Our incident response documentation is now easier to locate. It explicitly prescribes the use of a private slack channel, and the principle of least privilege in general.

Communicating with the whitehat

Communication with saurik was initially done mostly in a direct message with a single team member. This added communication overhead, and reduced saurik's ability to participate in the response process.

Another lesson came when we received a review of the fix from saurik, who was able to suggest a better approach. Consulting with saurik on the fix before implementing would have saved time.

Keeping the whitehat better informed should also help to build trust with them.

Action taken:

Our incident response process now requires establishing a private channel with the whitehat and the full response team, as well as keeping them up to date as the situation progresses.

Disclosing to infrastructure operators and forks

The distribution of patched code to infrastructure operators and forks went relatively smoothly, still there are opportunities to better document the proper process internally.

Actions taken:

• We have established an internal database of users to be notified.

Actions planned:

• We will create internal documentation for building a patched client for infrastructure operators with a non-standard build target.

Public disclosure

Moving forward, we will adopt a process similar to the Geth team’s silent patch policy.

This means that we reserve the right to hide the fix, and delay the public announcement. We also reserve the right to directly notify a subset of downstream users prior to the public announcement.

Action taken: This disclosure process is now documented in our Security Policies page.

Defensive measures during an incident

We were fortunate to be informed of this vulnerability without it having been exploited. However this incident has also revealed that we do not have a clear criteria for deciding whether or not to disable the sequencer, or pause smart contracts.

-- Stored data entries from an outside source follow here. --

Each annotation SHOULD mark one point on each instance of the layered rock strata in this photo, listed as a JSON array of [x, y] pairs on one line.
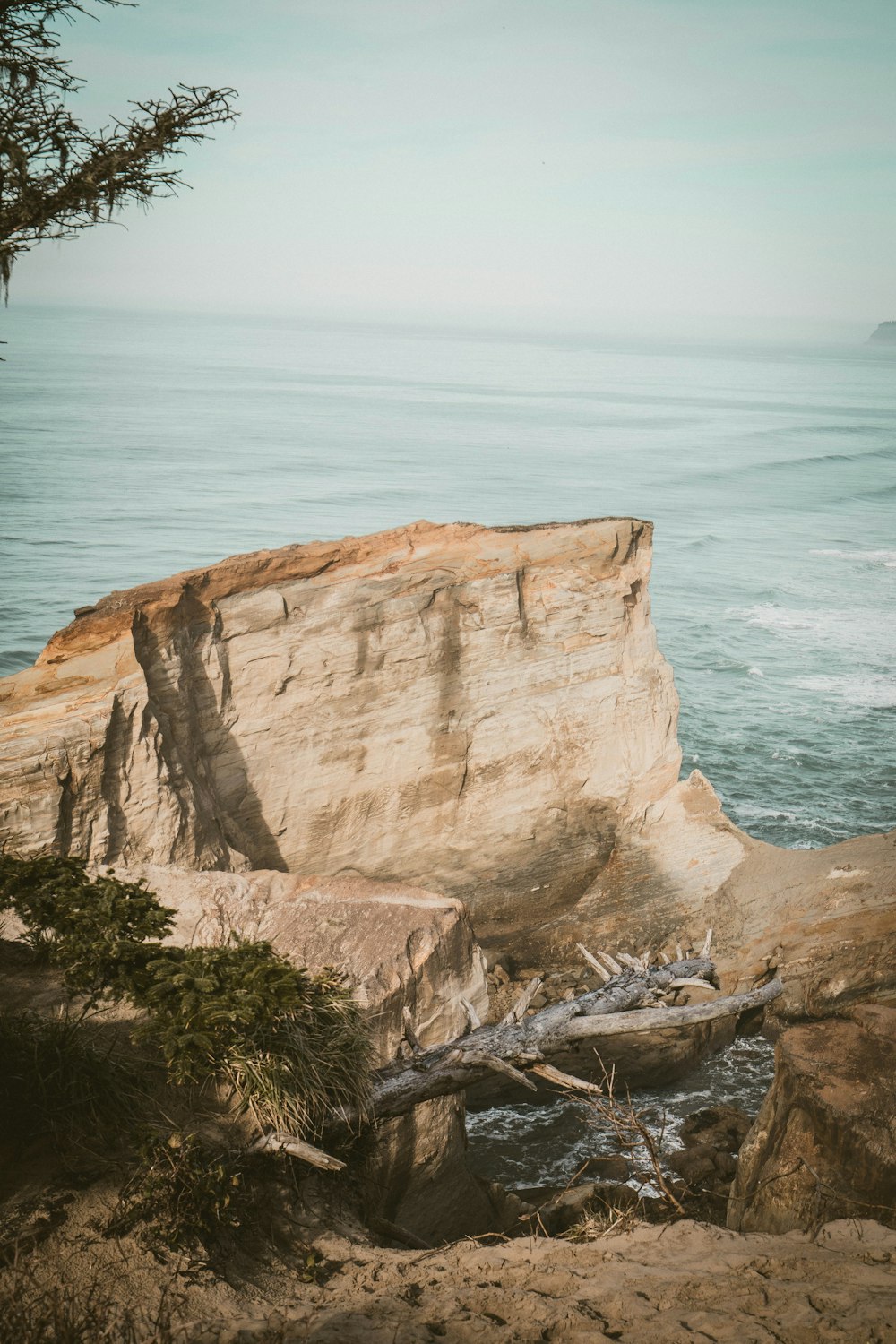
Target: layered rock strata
[[482, 711], [400, 948], [823, 919], [478, 711]]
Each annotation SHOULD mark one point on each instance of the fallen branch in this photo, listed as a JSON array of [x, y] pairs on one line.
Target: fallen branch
[[651, 1019], [519, 1043], [296, 1148]]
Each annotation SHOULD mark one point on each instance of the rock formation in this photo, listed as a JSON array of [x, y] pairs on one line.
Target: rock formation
[[823, 1144], [484, 711], [401, 948], [821, 918], [478, 711]]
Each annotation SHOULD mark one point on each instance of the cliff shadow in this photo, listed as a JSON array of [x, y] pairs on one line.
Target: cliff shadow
[[201, 750]]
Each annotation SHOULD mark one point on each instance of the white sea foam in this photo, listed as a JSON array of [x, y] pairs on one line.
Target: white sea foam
[[885, 558], [860, 690]]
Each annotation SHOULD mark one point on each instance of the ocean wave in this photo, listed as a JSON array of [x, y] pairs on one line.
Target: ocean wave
[[786, 464], [814, 621], [885, 558], [861, 691]]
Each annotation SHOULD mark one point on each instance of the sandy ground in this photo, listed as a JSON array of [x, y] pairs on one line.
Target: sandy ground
[[683, 1282]]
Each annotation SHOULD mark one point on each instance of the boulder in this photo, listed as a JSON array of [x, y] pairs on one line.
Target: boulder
[[482, 711], [400, 946], [823, 1144]]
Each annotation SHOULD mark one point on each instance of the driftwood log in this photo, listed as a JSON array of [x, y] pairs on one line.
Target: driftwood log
[[632, 999], [626, 1003]]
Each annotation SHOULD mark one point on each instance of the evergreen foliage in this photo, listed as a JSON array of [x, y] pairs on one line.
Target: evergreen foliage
[[289, 1043], [56, 175]]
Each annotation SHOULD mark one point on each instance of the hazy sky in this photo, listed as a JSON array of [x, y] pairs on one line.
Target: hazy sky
[[576, 161]]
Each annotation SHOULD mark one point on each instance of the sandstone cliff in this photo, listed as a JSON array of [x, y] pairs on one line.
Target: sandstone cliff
[[484, 711]]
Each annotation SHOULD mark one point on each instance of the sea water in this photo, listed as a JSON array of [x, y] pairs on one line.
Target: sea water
[[137, 445]]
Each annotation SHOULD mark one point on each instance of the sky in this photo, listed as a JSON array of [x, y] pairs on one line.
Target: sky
[[573, 163]]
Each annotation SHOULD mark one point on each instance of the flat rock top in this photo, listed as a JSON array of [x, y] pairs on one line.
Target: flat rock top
[[466, 547]]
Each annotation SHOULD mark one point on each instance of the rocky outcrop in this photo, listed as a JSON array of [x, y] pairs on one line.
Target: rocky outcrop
[[823, 1144], [821, 918], [482, 711], [400, 948], [478, 711]]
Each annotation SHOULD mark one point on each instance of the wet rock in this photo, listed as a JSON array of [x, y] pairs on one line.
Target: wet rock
[[723, 1128], [696, 1166], [610, 1168], [401, 946], [823, 1144], [592, 1198]]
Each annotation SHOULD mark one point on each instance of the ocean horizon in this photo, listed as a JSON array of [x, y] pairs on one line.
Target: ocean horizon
[[136, 445]]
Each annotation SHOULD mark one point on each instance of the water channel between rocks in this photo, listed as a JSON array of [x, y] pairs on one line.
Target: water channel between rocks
[[536, 1145]]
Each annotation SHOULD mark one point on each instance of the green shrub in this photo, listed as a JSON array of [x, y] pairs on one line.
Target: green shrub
[[290, 1045], [187, 1191], [54, 1081], [99, 932]]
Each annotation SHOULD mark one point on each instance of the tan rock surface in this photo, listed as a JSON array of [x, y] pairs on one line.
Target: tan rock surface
[[823, 1144], [823, 918], [653, 1285], [400, 946], [478, 710]]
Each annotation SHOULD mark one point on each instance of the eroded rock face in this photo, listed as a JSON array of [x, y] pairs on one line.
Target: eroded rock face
[[484, 711], [823, 1144], [820, 918], [478, 711], [401, 946]]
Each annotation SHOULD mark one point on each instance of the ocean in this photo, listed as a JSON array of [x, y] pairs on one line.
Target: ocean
[[136, 445]]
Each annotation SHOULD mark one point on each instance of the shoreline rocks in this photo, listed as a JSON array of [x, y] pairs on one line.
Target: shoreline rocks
[[823, 1144]]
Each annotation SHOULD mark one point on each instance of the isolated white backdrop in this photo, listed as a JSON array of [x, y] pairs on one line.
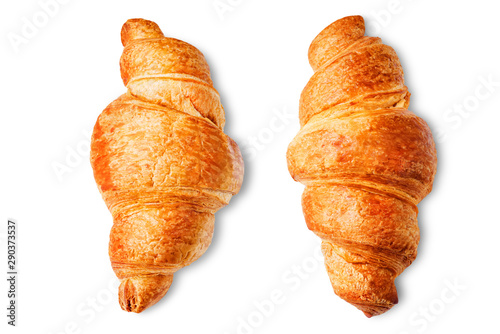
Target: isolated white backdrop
[[57, 81]]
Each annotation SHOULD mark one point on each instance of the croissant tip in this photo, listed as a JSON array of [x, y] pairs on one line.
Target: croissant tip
[[138, 293], [137, 29]]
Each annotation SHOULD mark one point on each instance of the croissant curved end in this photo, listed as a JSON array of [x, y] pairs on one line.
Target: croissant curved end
[[135, 29], [140, 292], [335, 38]]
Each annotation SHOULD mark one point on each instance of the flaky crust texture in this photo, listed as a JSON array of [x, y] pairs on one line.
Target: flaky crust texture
[[161, 162], [366, 162]]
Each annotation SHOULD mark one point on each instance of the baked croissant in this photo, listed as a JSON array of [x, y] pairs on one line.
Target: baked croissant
[[366, 162], [162, 162]]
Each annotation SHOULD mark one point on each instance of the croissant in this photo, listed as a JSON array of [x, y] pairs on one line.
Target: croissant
[[162, 162], [366, 162]]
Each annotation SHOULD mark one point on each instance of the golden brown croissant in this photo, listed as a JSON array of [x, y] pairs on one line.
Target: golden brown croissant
[[366, 162], [161, 162]]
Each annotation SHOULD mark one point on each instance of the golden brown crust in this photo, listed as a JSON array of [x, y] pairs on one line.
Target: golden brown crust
[[161, 162], [366, 162]]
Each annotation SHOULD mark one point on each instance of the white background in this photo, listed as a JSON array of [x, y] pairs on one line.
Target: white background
[[55, 84]]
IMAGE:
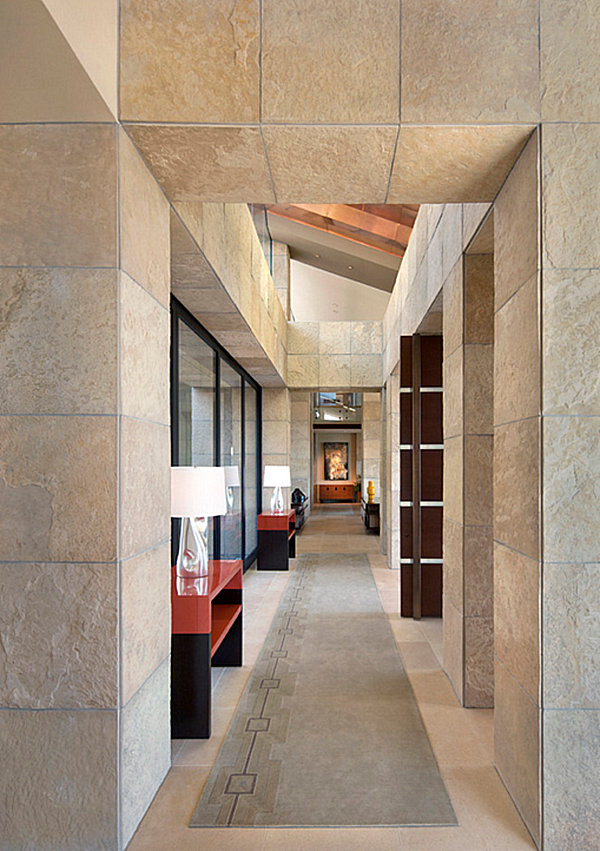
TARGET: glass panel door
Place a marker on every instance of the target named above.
(231, 457)
(196, 397)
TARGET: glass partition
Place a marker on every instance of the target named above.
(251, 466)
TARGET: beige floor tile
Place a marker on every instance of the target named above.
(332, 839)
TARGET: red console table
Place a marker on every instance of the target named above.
(207, 631)
(276, 540)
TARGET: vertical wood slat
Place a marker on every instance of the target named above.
(416, 476)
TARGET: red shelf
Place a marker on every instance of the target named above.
(223, 615)
(192, 612)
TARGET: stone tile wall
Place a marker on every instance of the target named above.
(517, 428)
(334, 355)
(468, 441)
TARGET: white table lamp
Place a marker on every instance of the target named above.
(232, 480)
(277, 477)
(197, 493)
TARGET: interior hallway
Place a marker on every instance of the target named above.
(462, 739)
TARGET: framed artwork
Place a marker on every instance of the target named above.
(336, 462)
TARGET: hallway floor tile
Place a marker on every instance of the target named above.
(461, 738)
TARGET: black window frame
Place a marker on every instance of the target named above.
(180, 313)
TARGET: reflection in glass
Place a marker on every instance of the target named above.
(197, 388)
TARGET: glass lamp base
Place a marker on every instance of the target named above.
(192, 558)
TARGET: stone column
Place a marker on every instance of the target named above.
(570, 439)
(371, 442)
(275, 433)
(301, 444)
(84, 486)
(468, 441)
(517, 425)
(281, 276)
(391, 503)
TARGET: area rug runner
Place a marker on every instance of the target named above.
(327, 732)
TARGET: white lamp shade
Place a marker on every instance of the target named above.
(198, 492)
(277, 477)
(232, 476)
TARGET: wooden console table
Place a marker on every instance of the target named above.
(342, 492)
(370, 515)
(276, 540)
(207, 631)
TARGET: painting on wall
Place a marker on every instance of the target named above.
(336, 462)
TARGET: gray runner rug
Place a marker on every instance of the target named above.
(327, 732)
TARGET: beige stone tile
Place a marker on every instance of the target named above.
(569, 35)
(571, 776)
(449, 165)
(144, 485)
(517, 366)
(196, 163)
(366, 338)
(453, 479)
(334, 371)
(447, 76)
(453, 645)
(359, 80)
(144, 357)
(58, 346)
(454, 393)
(303, 338)
(450, 229)
(275, 404)
(58, 488)
(189, 64)
(145, 742)
(516, 225)
(571, 196)
(571, 618)
(144, 222)
(58, 636)
(320, 164)
(453, 311)
(478, 481)
(276, 434)
(478, 571)
(473, 215)
(571, 316)
(334, 338)
(478, 389)
(570, 489)
(453, 562)
(517, 743)
(59, 195)
(365, 370)
(516, 486)
(166, 822)
(145, 619)
(484, 809)
(479, 662)
(78, 786)
(303, 370)
(479, 298)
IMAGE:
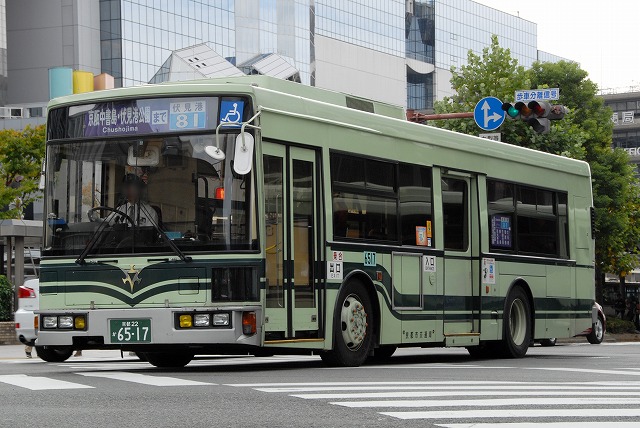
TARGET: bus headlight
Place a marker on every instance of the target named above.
(202, 320)
(79, 322)
(186, 321)
(221, 319)
(50, 322)
(65, 321)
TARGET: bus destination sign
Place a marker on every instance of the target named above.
(150, 116)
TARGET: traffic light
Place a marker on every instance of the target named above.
(536, 113)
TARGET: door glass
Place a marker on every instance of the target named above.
(303, 232)
(455, 214)
(274, 213)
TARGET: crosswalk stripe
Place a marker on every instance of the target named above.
(487, 392)
(546, 425)
(440, 388)
(37, 383)
(145, 379)
(516, 413)
(488, 402)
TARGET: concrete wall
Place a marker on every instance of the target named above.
(42, 34)
(344, 67)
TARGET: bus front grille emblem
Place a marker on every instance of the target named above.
(128, 276)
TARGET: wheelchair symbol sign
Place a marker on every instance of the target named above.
(231, 112)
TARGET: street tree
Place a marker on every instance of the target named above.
(21, 155)
(585, 133)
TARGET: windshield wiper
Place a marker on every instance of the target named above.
(93, 240)
(172, 244)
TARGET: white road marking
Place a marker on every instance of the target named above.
(517, 413)
(37, 383)
(495, 387)
(424, 383)
(488, 402)
(146, 379)
(476, 393)
(582, 370)
(610, 424)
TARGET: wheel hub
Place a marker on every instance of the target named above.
(517, 322)
(354, 322)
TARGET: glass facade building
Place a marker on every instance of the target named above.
(401, 47)
(626, 123)
(3, 52)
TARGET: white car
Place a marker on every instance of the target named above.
(26, 320)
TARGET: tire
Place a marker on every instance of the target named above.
(169, 360)
(516, 333)
(485, 350)
(53, 355)
(597, 332)
(352, 327)
(382, 353)
(548, 342)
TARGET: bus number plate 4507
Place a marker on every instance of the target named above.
(130, 331)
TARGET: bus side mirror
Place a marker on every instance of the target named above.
(243, 158)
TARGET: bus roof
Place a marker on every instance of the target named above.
(310, 103)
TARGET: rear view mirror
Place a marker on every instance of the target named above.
(243, 159)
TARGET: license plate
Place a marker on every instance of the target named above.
(130, 331)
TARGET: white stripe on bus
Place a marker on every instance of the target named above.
(517, 413)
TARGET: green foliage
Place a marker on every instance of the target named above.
(6, 298)
(585, 133)
(21, 155)
(617, 326)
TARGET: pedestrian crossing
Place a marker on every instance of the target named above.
(461, 404)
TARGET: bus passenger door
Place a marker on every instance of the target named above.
(292, 233)
(461, 268)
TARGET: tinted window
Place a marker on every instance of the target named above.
(536, 221)
(416, 209)
(501, 214)
(527, 220)
(455, 214)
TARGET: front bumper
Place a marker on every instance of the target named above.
(164, 332)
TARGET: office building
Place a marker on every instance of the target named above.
(397, 51)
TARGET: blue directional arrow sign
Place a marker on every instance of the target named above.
(488, 113)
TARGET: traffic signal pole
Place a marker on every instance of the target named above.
(414, 116)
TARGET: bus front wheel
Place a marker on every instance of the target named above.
(516, 324)
(53, 355)
(352, 327)
(168, 359)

Ultimately this will be a decision made in the moment with the full available context. Although it is not possible to anticipate all scenarios we outline some basic criteria to inform the decision.

Action taken:

We've established guiding criteria for disabling the system:

• If an attack is ongoing: we should disable or pause in order to prevent further damage.
• If we suspect that a vulnerability might be widely known: we should disable or pause proactively.
• Otherwise: we should not disable or pause the system.

Alerting

We would not have automatically detected this bug if it had been exploited.

Action planned: We will expand the set of monitoring and alerting checks we run on the system, so that we will be alerted to events such as this.